The second injunction tells us that we should sell all our possessions and give the proceeds to the poor and, in this way – and this way alone – we will lay up treasure for ourselves in heaven. But again, this too appears paradoxical. It could be understood as a worldly counsel, advising a more effective way of laying up decidedly better treasure for ourselves: an act not so much of generosity as shrewd investment. And what about the poor in whose direction we shift our wealth? Will they not, by the same logic, be disadvantaged by having that of which we’ve disburdened ourselves? What about their “treasure in heaven”?

Look at what happened to the first Franciscans, who were dirt-poor by choice. Such was the pity for their plight on the part of the people among whom they lived and even of the Crown, they soon had gracious cloisters over their heads, and much else besides. The key is to realise that “laying up treasure in heaven”, means not laying up treasure anywhere. To lay up treasure in heaven is to find our security not in things – not even in spiritual things – but in God. To lay up treasure in heaven is to be disburdened altogether of anxiety-making acquisitiveness and, instead, to live in exquisite freedom. “Treasure in heaven” can never be lost, because there’s nothing, no “thing’, to be lost. To lay up treasure in heaven is to switch from getting to giving, from having to being.

And, yet, to have treasure in heaven, is to have everything. Which is why the inimitable Saint Francis of Assisi spoke of himself not as poor but rich. His poverty wasn't about having nothing, but about having been given everything, and settling for nothing less.

And finally, our Lord tells us: “Let your loins be girt and your lamps burning: stand ready, for the Son of Man will come at an hour you do not expect.” Now this saying has usually been understood to point to the dreaded day of judgement, the day of wrath and final reckoning, the day when all our misdeeds will be known and receive their just deserts and condign punishment, the Dies irae, dies illa/Solvet saeclum in favilla, the stuff of “hell, fire and damnation” sermons, beloved of a generation of preachers who seemed never so animated and never more cheerful than when contemplating the eternal damnation of their flocks.

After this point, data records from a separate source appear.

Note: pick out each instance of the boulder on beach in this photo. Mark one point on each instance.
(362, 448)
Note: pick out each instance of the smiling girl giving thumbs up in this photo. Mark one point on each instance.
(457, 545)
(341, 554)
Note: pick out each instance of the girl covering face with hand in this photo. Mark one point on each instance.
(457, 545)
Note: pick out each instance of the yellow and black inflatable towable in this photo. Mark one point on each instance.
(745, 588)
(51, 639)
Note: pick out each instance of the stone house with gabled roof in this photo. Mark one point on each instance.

Well, again, it certainly does refer, at least in part, to the coming of Christ and judgement in the future. But that judgement is not necessarily to be understood according to the gist of those bloodcurdling sermons. Whatever else it will be, judgement will occur when partial truth meets Truth itself; when the faint intimations of beauty we experience in this life, come face to face with Beauty itself; when all that is relative meets the Absolute; when the mystery which is us, meets the Mystery which is God; when, despite acknowledging all that we have done or not done, all that we are and have been, the possibility of absolute beauty, truth and love will be offered to us. We will be able, of course, to respond and choose then, only with the self we've become through our free choices here and now. In that sense, we are our own judges. If there is anybody in Hell, it is full of people in a permanent state of denial, endlessly and hopelessly justifying themselves to themselves, complaining that they had nothing to repent of. In the end, they damn themselves because, even in the presence of God’s utter goodness and beauty, and the certainty of his unfailing love for us, unlike Peter’s “Leave me, Lord, for I am a sinful man”, they were unable to admit and acknowledge their sins.